La tecnica molitoria, inclusi i processi di macinazione, può quindi essere utilizzata per gestire l’accumulo dei metalli pesanti nelle farine, sebbene anche in fase di coltivazione ci siano dei fattori che ne influenzano significativamente il contenuto. «Nel nostro studio emerge come anche il genotipo, quindi la varietà coltivata, e l’ambiente possano avere un certo effetto».
Ricerca su pratiche agronomiche
Soprattutto per la produzione di farine integrali o per le filiere baby food c’è una maggiore attenzione a comprendere nei cereali quali possano essere i fattori determinanti a livello agronomico e quali pratiche si possano applicare per minimizzare il rischio, a partire dalla scelta varietale.
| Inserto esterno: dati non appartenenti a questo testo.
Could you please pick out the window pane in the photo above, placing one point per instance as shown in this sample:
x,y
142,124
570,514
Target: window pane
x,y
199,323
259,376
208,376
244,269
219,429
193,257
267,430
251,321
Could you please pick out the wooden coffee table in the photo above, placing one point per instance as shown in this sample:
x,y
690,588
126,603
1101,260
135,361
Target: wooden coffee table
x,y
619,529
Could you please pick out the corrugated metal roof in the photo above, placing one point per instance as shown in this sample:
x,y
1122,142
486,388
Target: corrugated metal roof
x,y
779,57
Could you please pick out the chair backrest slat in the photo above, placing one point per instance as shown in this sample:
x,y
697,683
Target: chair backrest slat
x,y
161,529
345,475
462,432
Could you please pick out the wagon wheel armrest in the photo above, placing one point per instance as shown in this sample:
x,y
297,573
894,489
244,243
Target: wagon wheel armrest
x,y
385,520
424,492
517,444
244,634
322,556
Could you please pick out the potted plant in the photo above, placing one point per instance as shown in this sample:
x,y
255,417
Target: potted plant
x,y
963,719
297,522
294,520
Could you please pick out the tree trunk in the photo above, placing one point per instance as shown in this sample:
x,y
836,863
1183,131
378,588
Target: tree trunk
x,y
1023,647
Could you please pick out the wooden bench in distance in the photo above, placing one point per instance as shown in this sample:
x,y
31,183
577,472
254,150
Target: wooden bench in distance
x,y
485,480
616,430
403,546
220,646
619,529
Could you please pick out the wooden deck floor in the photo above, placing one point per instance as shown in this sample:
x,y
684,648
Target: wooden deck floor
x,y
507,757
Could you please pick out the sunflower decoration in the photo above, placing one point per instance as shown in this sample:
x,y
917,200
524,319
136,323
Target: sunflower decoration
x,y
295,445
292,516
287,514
Il Prof. Blandino ci spiega come tanto sia stato fatto nell’ultimo decennio sul riso, mentre adesso è il momento del frumento. «E’ noto che il primo fattore ad avere effetti sulla concentrazione di metalli pesanti sia sempre la natura del terreno: areali più o meno ricchi di cadmio possono portare a maggiore o minore rischio. Anche la tecnica agronomica adottata e l’andamento meteorologico potrebbero avere un ruolo che va chiarito e confermato da ricerche scientifiche. C’è ad esempio interesse a investigare il tema delle precessioni colturali su cui si sta concentrando la nostra attività di ricerca: l’impiego di cover crop e il loro interramento, ad esempio, potrebbero avere effetti sulla mobilitazione dei metalli pesanti e, quindi, ricadute potenzialmente positive o negative sul loro accumulo in granella. I risultati sono in fase di elaborazione e avremo modo di valutarli presto».